A more temporary effect is washable color like hair chalk from Kevin Murphy or Anastasia Beverly Hills. “You can add pastel to your ombré and increase the vibrancy, and it washes right out the next time you shampoo,” says Willy.

Make the Cut

“If you’re ready for a new cut, know that you are making a big commitment and marrying it for at least six weeks until you see some grow-out,” says Willy. He recommends consulting with your stylist before trying anything new. “Many times people come in with a picture from a magazine and want a carbon copy, but it’s often not the best look for their face,” he says. Ask your stylist for recommendations specific to your facial structure.

Of course there are simpler things you can try, like adding bangs or fringe-y layers. “Hair works like makeup,” says Willy. “For example, if you have a longer face, you can contour your hair by adding a bang that creates a more oval appearance.” And fringe “can create create strong lines against your face.”

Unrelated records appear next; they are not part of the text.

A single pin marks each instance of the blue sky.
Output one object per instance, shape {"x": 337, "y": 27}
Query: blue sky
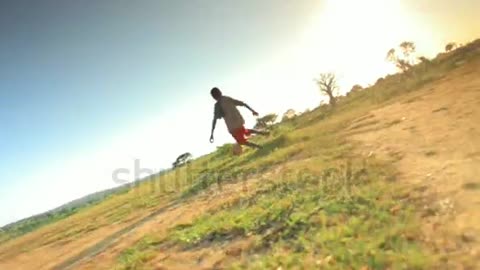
{"x": 90, "y": 86}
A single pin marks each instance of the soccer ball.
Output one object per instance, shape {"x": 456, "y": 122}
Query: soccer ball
{"x": 237, "y": 149}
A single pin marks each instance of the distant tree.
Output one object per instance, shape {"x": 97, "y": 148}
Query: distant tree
{"x": 289, "y": 114}
{"x": 355, "y": 88}
{"x": 423, "y": 59}
{"x": 327, "y": 83}
{"x": 266, "y": 121}
{"x": 405, "y": 59}
{"x": 450, "y": 46}
{"x": 182, "y": 159}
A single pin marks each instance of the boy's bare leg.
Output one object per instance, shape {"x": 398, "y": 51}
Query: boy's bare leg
{"x": 254, "y": 131}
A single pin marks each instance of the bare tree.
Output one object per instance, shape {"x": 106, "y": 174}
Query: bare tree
{"x": 404, "y": 60}
{"x": 182, "y": 159}
{"x": 327, "y": 83}
{"x": 289, "y": 114}
{"x": 450, "y": 46}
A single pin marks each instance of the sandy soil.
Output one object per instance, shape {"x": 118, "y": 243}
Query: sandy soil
{"x": 433, "y": 136}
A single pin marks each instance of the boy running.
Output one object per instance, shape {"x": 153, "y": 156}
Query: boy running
{"x": 226, "y": 108}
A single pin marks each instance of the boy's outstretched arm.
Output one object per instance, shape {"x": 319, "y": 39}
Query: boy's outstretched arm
{"x": 250, "y": 108}
{"x": 241, "y": 103}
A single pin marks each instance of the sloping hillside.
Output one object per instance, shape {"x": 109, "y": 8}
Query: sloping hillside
{"x": 386, "y": 180}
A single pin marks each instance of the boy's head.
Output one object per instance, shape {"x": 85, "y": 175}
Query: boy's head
{"x": 216, "y": 93}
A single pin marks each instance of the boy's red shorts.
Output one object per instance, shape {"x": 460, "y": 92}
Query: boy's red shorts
{"x": 241, "y": 134}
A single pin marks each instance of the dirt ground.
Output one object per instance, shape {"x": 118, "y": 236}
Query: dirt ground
{"x": 433, "y": 136}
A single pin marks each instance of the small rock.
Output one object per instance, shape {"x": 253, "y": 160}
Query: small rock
{"x": 328, "y": 259}
{"x": 394, "y": 210}
{"x": 234, "y": 252}
{"x": 469, "y": 236}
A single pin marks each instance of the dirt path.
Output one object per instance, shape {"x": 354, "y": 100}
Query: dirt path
{"x": 103, "y": 254}
{"x": 433, "y": 136}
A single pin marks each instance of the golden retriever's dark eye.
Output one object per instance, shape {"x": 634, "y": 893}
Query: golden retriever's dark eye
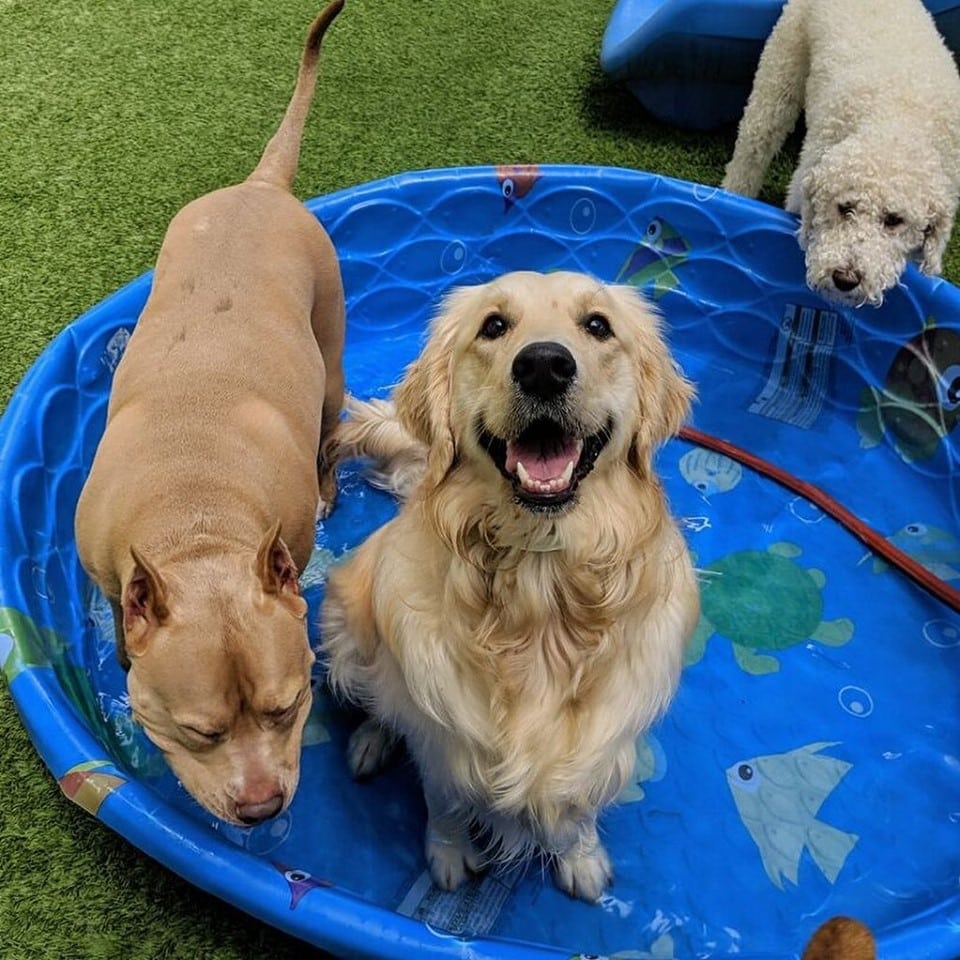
{"x": 493, "y": 327}
{"x": 598, "y": 326}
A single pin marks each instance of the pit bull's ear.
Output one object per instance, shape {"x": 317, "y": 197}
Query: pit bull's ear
{"x": 423, "y": 397}
{"x": 277, "y": 572}
{"x": 144, "y": 605}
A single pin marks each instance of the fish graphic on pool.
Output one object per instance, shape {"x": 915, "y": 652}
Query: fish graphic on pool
{"x": 653, "y": 261}
{"x": 709, "y": 472}
{"x": 931, "y": 547}
{"x": 778, "y": 798}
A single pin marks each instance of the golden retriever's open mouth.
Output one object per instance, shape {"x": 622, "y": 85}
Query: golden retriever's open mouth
{"x": 545, "y": 462}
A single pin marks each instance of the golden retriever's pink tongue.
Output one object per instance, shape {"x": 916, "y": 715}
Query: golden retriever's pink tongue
{"x": 542, "y": 474}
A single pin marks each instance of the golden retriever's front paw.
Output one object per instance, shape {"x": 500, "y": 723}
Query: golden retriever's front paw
{"x": 584, "y": 873}
{"x": 370, "y": 748}
{"x": 451, "y": 859}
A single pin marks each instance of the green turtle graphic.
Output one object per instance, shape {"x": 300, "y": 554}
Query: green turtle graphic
{"x": 763, "y": 600}
{"x": 919, "y": 403}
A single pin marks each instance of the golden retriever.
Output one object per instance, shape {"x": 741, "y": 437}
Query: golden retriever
{"x": 523, "y": 618}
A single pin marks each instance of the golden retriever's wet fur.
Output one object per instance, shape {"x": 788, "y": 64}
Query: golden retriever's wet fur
{"x": 519, "y": 626}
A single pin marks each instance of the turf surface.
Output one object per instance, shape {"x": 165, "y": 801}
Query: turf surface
{"x": 113, "y": 114}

Hair accessories like pins, headbands, and hats can really finish off a new look or at least provide some different options for those less willing to go for bold cuts or color. According to Willy, an updo is unfinished until you pair it with an accessory. “It’s like an outfit without jewelry—it just looks awkward,” he says.

A few more tips

•  Every time you change your haircut or color, plan on playing around with your wardrobe and makeup to complement your new look.
• To keep it healthy, change your hair color no more than once every 6 weeks.
• Plan any drastic cuts for the summer—one, it will give you relief from the heat, and two, hair grows faster in the warmer months due to vitamin D from the sun.